Is it flowers on the table? Giggles past bedtime? Dinner going off without a hitch?
The everyday; the things that must be done, the mundane, the usual, the boring, the trite.
When I became a mother, I got so overwhelmed with believing that I should be “more”, I should do “more”, I shouldn’t be satisfied to be just a mom. I wasn’t enough.
And then, little by little, as the cracks became crevices, I began to see all the lies. These lies were breaking me apart and it was all because I expected the P word.
I was aiming for perfection. So of course, I failed. And there, I began to find grace.
Grace is such a funny thing. We love to talk about it, we love to make it an ideal, and we love to think we don’t deserve it.

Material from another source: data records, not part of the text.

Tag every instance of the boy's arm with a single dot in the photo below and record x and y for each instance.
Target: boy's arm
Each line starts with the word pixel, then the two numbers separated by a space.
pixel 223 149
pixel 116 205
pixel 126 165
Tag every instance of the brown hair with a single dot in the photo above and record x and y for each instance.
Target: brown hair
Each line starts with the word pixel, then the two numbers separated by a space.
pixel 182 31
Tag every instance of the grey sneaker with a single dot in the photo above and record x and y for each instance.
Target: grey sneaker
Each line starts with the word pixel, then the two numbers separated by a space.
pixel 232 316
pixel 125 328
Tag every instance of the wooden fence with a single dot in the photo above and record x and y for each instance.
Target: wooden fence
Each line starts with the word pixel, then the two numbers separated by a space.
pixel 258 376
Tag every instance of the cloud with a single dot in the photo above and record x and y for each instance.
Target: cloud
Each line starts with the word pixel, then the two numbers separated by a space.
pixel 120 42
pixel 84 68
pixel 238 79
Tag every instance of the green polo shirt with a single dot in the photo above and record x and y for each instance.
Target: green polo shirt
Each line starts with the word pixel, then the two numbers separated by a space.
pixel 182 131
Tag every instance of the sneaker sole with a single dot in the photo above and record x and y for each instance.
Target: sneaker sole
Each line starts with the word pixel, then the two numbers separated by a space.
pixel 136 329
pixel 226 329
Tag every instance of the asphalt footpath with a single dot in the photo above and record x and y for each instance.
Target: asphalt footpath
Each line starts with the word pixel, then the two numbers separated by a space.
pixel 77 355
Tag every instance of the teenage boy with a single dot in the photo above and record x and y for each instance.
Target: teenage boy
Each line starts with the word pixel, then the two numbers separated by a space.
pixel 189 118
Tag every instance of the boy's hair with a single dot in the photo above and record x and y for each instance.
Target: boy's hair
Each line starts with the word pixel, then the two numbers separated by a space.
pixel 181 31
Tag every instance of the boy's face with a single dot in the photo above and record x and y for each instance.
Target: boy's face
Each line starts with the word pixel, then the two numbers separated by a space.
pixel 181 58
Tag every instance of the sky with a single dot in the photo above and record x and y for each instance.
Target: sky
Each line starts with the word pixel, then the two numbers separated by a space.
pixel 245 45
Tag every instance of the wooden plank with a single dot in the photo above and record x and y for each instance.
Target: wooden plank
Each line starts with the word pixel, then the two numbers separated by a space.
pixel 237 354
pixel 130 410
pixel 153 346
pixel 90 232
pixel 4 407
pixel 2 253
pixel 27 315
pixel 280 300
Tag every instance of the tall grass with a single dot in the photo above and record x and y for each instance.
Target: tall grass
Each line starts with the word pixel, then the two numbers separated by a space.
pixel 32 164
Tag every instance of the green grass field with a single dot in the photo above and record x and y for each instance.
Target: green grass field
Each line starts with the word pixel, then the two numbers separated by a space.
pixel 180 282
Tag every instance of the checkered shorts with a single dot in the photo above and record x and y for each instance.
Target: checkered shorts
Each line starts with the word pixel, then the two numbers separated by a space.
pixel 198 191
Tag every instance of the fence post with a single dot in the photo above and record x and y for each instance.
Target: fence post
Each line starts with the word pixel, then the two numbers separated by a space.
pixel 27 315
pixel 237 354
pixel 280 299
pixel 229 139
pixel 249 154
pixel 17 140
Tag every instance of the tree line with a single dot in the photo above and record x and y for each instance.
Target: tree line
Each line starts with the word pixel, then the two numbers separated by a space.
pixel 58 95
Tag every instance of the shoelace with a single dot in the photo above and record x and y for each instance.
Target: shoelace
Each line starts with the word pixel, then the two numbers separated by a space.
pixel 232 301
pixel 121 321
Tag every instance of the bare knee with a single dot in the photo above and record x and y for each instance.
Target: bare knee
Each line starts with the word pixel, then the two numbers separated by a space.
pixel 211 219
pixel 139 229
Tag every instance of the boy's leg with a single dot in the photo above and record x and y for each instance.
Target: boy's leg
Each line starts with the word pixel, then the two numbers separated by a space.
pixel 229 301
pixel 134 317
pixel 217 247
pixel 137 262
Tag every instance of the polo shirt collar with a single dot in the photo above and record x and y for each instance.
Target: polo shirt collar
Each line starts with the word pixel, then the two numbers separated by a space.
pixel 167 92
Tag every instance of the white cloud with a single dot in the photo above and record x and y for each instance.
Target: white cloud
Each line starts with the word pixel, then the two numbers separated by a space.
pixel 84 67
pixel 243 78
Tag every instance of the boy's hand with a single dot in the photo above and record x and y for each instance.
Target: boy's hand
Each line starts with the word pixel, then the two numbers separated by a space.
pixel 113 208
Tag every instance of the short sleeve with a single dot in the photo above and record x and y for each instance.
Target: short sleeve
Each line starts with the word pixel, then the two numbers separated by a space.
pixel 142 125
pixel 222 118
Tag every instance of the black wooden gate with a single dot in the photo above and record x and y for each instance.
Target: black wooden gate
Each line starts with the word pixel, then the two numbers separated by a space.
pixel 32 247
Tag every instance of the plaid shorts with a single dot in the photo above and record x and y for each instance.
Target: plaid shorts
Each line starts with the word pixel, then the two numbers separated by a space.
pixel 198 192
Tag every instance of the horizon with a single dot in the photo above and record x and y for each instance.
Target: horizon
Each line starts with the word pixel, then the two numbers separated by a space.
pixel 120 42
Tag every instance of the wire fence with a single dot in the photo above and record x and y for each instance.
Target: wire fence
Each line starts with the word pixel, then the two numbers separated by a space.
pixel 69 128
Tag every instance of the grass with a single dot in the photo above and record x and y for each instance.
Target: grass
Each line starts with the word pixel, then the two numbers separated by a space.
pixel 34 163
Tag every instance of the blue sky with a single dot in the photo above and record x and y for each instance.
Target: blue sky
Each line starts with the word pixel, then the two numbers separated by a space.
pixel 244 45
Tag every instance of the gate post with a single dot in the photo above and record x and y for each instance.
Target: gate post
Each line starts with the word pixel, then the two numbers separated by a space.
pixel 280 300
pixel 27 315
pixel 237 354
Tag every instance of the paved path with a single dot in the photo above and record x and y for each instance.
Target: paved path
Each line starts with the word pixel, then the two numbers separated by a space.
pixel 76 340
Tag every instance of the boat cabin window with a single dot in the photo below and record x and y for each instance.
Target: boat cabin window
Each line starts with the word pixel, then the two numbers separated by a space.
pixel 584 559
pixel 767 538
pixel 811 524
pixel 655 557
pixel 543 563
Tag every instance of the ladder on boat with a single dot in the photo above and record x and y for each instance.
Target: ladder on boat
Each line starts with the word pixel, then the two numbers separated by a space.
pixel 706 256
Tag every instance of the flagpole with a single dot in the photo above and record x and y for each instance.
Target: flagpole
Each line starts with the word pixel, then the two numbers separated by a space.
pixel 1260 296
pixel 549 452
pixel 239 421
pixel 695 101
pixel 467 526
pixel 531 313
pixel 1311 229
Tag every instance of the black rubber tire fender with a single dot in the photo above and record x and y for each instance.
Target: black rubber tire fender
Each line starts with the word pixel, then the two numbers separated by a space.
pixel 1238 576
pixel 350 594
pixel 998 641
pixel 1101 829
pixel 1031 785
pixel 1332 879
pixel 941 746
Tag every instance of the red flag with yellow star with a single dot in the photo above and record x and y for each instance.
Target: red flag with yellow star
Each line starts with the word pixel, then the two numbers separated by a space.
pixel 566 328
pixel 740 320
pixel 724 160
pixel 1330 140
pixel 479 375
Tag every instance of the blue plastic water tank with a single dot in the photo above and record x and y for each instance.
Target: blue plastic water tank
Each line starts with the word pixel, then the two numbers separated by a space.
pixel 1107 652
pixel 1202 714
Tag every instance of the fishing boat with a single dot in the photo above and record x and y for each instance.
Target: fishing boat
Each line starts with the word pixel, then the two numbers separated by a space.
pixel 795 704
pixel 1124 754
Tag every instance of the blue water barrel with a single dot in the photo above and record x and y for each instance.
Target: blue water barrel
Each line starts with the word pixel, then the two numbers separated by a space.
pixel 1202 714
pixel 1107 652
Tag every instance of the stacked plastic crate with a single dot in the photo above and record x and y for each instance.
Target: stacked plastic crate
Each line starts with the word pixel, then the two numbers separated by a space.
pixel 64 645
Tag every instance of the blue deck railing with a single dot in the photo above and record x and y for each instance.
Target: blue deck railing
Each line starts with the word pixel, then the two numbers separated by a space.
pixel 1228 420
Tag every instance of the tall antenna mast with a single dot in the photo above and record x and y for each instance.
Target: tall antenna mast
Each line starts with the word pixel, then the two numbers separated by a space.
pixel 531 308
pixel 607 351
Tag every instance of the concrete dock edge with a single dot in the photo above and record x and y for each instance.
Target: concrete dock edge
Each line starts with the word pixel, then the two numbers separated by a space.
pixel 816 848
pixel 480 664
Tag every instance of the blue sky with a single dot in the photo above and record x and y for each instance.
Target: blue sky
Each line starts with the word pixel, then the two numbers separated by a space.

I decided to do a little experiment and actually look for the grace that was there, no matter how little it might be. And to acknowledge and maybe even celebrate it a little. But friends, I was afraid. What if there wasn’t grace enough for me? What if . . .
I began to pay attention. I saw butterflies, blew dandelions, and jumped into puddles. I crunched leaves, tasted honeysuckle, and placed fresh flowers on the dining room table.
I started counting the laundry as a blessing, and cutting it down by blessing others from our abundance. I found a quote that embodied my undefined mission.
Cease endlessly striving for what you would like to do and learn to love what must be done. – Goethe
I found that the everyday of motherhood, which I loved in spite of being told I needed “more”, was filled with grace I had been overlooking. I learned to love what must be done.
I’m still learning it every day. I learn it when the kids go crazy and I lose my temper and my 6 year old with his big heart and sense of justice hugs me to say sorry and I get to say sorry back. I learn it when the dishwasher quits, when the first fall flowers bloom, when the chickens go broody, when the water hose bursts, and when the wash goes stale because I forgot to put it in the dryer. Again. There is always grace.
Everyday Graces has become part of my mantra. I don’t ever want to not notice the beauty and the joy that is available to me again. And so, in between homeschool and coffee chat, I share those graces with you here.
And I’m so glad, because you, friends, are part of the graces I’m so thankful for.
This is such a beautiful post, Lara. We all are running behind perfection yet what we fail to understand is that perfection lies in imperfection. The state of consciousness when one is aware that she has so much yet to learn is the state when we start the learning revolution. Thank you for sharing this beautiful post with us.